(EPSRC Grant EP/F035217/1 July 2008 to June 2011)
Project Motivation
Real-time stream data has begun to play an increasingly important role
on the Internet. One of the causes for this is the proliferation of
geographically-distributed stream data sources such as sensor networks,
scientific instruments, pervasive computing environments and web feeds
connected to the Internet. Potentially millions of users world-wide
want to take advantage of the availability of this data. Therefore they
require a convenient way to process real-time stream data at a global
scale through applications that perform Internet-scale stream processing (ISSP).
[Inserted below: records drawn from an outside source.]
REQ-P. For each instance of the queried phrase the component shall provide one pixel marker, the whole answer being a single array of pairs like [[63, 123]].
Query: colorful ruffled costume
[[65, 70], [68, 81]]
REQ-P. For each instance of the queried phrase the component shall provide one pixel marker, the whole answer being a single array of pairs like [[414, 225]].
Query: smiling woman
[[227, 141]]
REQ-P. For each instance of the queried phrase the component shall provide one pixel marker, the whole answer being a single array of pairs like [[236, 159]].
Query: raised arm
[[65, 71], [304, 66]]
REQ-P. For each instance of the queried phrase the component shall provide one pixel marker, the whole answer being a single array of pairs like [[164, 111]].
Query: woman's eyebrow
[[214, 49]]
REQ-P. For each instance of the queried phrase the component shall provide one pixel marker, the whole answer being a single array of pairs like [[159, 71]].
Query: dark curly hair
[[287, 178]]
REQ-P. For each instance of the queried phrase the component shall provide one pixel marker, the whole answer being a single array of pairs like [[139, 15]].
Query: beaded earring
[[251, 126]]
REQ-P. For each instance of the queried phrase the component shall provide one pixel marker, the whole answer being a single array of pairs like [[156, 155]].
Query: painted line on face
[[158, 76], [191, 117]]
Similar to the ease of relational queries in DBMS, stream-processing
systems allow users to access and manipulate distributed data streams
through declarative queries. However, the scale of an Internet-wide
system poses substantial challenges when it comes to providing a dependable
service. Any such system must gracefully handle the failure of network
links and processing hosts while managing a large pool of CPU and
network resources.
For example, astronomers want to detect
transient sky events, such as gamma-ray bursts, in real-time. To detect
such events, they must correlate real-time image streams from
geographically-distributed radio telescopes. These events only last for
minutes and, after an event has been detected, instruments need to be
re-aligned to focus on on-going occurrences. The left figure below
shows an ISSP system, executing a query that takes images from radio
telescopes, processes them in real-time and delivers data about
transient anomalies to two astronomers. The processing is done by a
distributed set of hosts (or data centres). The logical structure of
the query implementing the application is shown on the right. The
system must ensure that image data is transported reliably between
processing sites. However, some data loss is acceptable, as long as no
transient sky events are missed as a consequence.
![]() |
![]() |
Project Overview
The DISSP project investigates how to build dependable
Internet-scale stream-processing systems for interconnecting tomorrow's
pervasive sensor systems and global scientific experiments. We argue
that Internet-scale stream processing needs new models for achieving
dependability. Achieving dependability in this context is a significant
challenge for several reasons: (1) failure will be the common case in
the system. Due to its size, a fraction of Internet paths and hosts
will be unavailable at any time; (2) the real-time nature of the data
means that there is little time for recovery from failure; (3) a shared
infrastructure, such as an ISSP system, will experience high
utilisation. Consequently the additional resource demand during
recovery can overload the system. The traditional wisdom of
substantially over-provisioning a system to compensate for failure is
infeasible in such a shared, federated platform.
Therefore we
believe that we need to depart from the hard dependability guarantees
of traditional DBMSs and today's stream-processing systems. Ensuring no
tuple loss at all times may be feasible within a single data centre,
but we cannot hope to achieve this at an Internet-scale. Instead, we
explore dependability guarantees that are driven by application
requirements. Many sensing applications can cope with a controlled degradation of result quality. While result quality is reduced, the system provides constant feedback
to users on the achieved level of service. Feedback is expressed in a
domain-specific way, e.g., by notifying a scientific user about the
reduction in detection confidence of events of interest. This feedback
also drives an adaptive fault-tolerance mechanism
allowing the DISSP system to strategise about resource allocation in
order to minimise the reduction in service quality of a maximum number
of users.
Project Objectives
The aims of the DISSP project are to:
- Investigate and develop a novel reliability model for DISSP that includes user-perceived quality of query results and provides feedback to users on quality degradation due to unmaskable network and host failures.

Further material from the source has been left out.